Strange timeout with ScalaTest's Selenium DSL

I'm writing Selenium tests with ScalaTest's Selenium DSL and I'm running into timeouts I can't explain. To make matters more complicated, they only seem to happen some of the time.
The problem occurs whenever I access an Element after a page load or some Javascript rendering. It looks like this:
click on "editEmployee"
eventually {
textField(name("firstName")).value = "Steve"
}
My PatienceConfig is configured like this:
override implicit val patienceConfig: PatienceConfig =
PatienceConfig(timeout = Span(5, Seconds), interval = Span(50, Millis))
The test fails with the following error:
- should not display the old data after an employee was edited *** FAILED ***
The code passed to eventually never returned normally. Attempted 1 times over 10.023253653000001 seconds.
Last failure message: WebElement 'firstName' not found.. (EditOwnerTest.scala:24)
It makes sense that it doesn't succeed immediately, because the click causes some rendering, and the textfield may not be available right away. However, it shouldn't take 10 seconds to make an attempt to find it, right?
Also, I find it very interesting that the eventually block tried it only once, and that it took almost precisely 10 seconds.

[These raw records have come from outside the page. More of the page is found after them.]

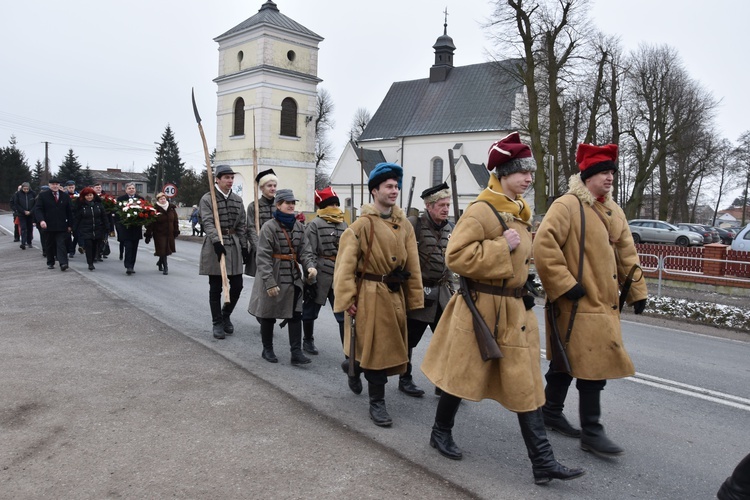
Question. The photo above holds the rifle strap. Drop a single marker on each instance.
(580, 271)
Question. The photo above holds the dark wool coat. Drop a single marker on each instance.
(266, 209)
(57, 215)
(164, 230)
(381, 314)
(232, 220)
(91, 220)
(128, 233)
(286, 274)
(437, 279)
(324, 241)
(479, 251)
(596, 350)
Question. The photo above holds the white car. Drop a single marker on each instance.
(657, 231)
(742, 240)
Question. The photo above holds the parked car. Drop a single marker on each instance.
(726, 235)
(714, 232)
(696, 228)
(656, 231)
(742, 240)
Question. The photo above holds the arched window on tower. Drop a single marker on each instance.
(289, 117)
(437, 171)
(239, 117)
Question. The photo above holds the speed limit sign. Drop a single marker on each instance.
(170, 190)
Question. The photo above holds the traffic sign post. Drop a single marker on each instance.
(170, 190)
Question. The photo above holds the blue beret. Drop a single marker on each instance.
(384, 171)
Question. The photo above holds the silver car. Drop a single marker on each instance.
(656, 231)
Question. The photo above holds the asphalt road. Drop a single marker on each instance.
(682, 419)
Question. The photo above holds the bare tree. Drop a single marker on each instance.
(546, 34)
(359, 122)
(323, 146)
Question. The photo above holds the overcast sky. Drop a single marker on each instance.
(105, 78)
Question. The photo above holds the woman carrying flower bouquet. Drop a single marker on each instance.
(128, 234)
(163, 230)
(91, 223)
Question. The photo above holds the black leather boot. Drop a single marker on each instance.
(355, 383)
(295, 343)
(442, 431)
(266, 335)
(378, 413)
(543, 462)
(737, 486)
(308, 343)
(216, 318)
(554, 419)
(226, 312)
(593, 437)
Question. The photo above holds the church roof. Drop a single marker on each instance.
(269, 15)
(474, 98)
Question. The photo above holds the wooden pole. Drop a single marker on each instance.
(212, 190)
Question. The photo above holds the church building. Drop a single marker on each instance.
(463, 109)
(267, 96)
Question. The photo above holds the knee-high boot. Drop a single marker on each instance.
(593, 437)
(266, 335)
(295, 343)
(555, 393)
(737, 486)
(216, 318)
(442, 431)
(378, 412)
(543, 462)
(308, 344)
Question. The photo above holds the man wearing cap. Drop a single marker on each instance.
(490, 248)
(278, 285)
(588, 223)
(129, 237)
(267, 182)
(232, 246)
(376, 280)
(433, 231)
(22, 204)
(323, 233)
(53, 214)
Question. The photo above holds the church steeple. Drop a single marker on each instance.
(444, 49)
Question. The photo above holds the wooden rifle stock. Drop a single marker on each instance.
(559, 362)
(488, 347)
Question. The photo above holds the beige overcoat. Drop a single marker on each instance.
(479, 251)
(596, 350)
(381, 335)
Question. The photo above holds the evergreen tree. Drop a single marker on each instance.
(13, 169)
(36, 176)
(168, 167)
(71, 169)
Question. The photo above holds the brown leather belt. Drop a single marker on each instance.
(496, 290)
(380, 278)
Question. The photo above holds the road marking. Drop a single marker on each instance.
(688, 390)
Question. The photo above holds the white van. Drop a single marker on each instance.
(742, 240)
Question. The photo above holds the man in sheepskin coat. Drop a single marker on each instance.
(595, 347)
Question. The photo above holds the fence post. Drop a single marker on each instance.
(718, 253)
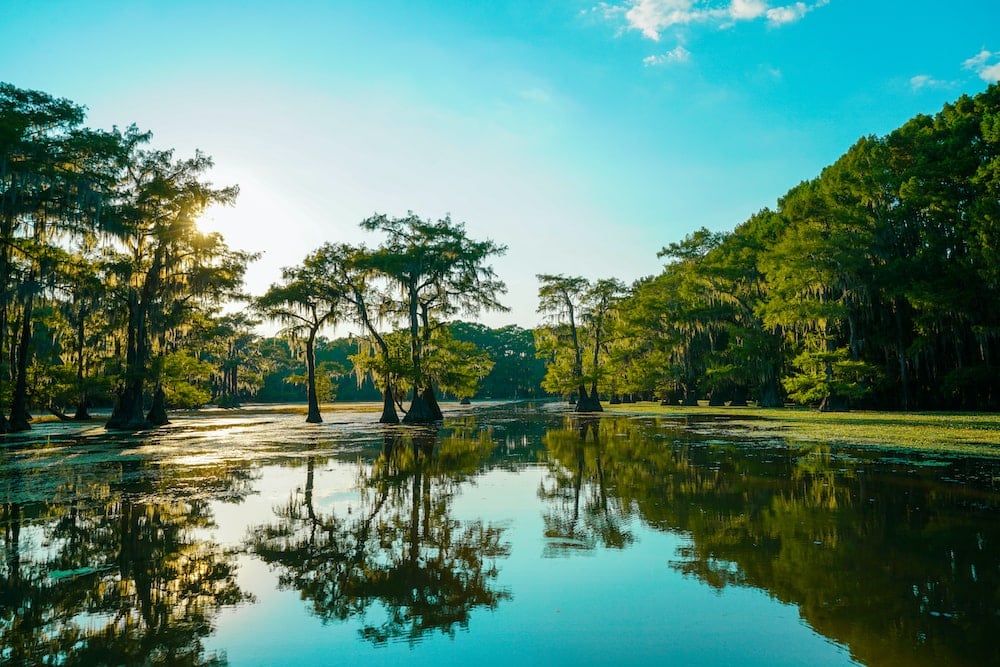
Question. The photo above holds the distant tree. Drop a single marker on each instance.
(161, 264)
(560, 299)
(580, 314)
(304, 303)
(438, 272)
(517, 371)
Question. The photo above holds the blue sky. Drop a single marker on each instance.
(583, 135)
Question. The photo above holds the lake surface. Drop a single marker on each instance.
(512, 535)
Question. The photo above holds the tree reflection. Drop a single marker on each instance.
(100, 577)
(399, 554)
(584, 513)
(883, 557)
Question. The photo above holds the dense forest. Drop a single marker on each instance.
(875, 284)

This smells like a timeout occurred somewhere, and it's not my PatienceConfig, because that was set to time out after 5 seconds.
With this workaround, it does work:
click on "editEmployee"
eventually {
find(name("firstName")).value // from ScalaTest's `OptionValues`
}
textField(name("firstName")).value = "Steve"
I did some digging in the ScalaTest source, and I've noticed that all calls that have this problem (it's not just textField), eventually call webElement at some point. The reason why the workaround works, is because it doesn't call webElement. webElement is defined like this:
def webElement(implicit driver: WebDriver, pos: source.Position = implicitly[source.Position]): WebElement = {
try {
driver.findElement(by)
}
catch {
case e: org.openqa.selenium.NoSuchElementException =>
// the following is avoid the suite instance to be bound/dragged into the messageFun, which can cause serialization problem.
val queryStringValue = queryString
throw new TestFailedException(
(_: StackDepthException) => Some("WebElement '" + queryStringValue + "' not found."),
Some(e),
pos
)
}
}
I've copied that code into my project and played around with it, and it looks like constructing and/or throwing the exception is where most of the 10 seconds are spent.
(EDIT Clarification: I've actually seen the code actually spend its 10 seconds inside the catch block. The implicit wait is set to 0, and besides, if I remove the catch block everything simply works as expected.)
So my question is, what can I do to avoid this strange behaviour? I don't want to have to insert superfluous calls to find all the time, because it's easily forgotten, especially since, as I said, the error occurs only some of the time. (I haven't been able to determine when the behaviour occurs and when it doesn't.)
It is clear that the textField(name("firstName")).value = "Steve" ends up calling the WebElement as you have found out.
Since the issue in the op is happening where ever web elements are involved (which in turn implies that webdriver is involved), I think it is safe to assume that the issue is related to the implicit wait on the Web driver.
implicitlyWait(Span(0, Seconds))
The above should ideally fix the issue. Also, making implicit wait to be 0 is a bad practice. Any web page might have some loading issues. The page load is handled by Selenium outside its wait conditions. But slow element load (may be due to ajax calls) could result in failure. I usually keep 10 seconds as my standard implicit wait. For scenarios which require more wait, explicit waits can be used.
def implicitlyWait(timeout: Span)(implicit driver: WebDriver): Unit = {
driver.manage.timeouts.implicitlyWait(timeout.totalNanos, TimeUnit.NANOSECONDS)
}
Execution Flow:
name("firstName") ends up having value as Query {Val by = By.className("firstName") }.
def name(elementName: String): NameQuery = new NameQuery(elementName)
case class NameQuery(queryString: String) extends Query { val by = By.name(queryString) }
Query is fed to the textField method which calls the Query.webElement as below.
def textField(query: Query)(implicit driver: WebDriver, pos: source.Position): TextField = new TextField(query.webElement)(pos)
sealed trait Query extends Product with Serializable {
val by: By
val queryString: String
def webElement(implicit driver: WebDriver, pos: source.Position = implicitly[source.Position]): WebElement = {
try {
driver.findElement(by)
}
catch {
case e: org.openqa.selenium.NoSuchElementException =>
// the following is avoid the suite instance to be bound/dragged into the messageFun, which can cause serialization problem.
val queryStringValue = queryString
throw new TestFailedException(
(_: StackDepthException) => Some("WebElement '" + queryStringValue + "' not found."),
Some(e),
pos
)
}
}
}
I don't know ScalaTest's specifics, but such strange timeouts usually occur when you're mixing up implicit and explicit waits together.
driver.findElement uses implicit waits internally. And depending on specified explicit waits timeout, you may face with summing both together.
Ideally, implicit waits should be set to 0 to avoid such issues.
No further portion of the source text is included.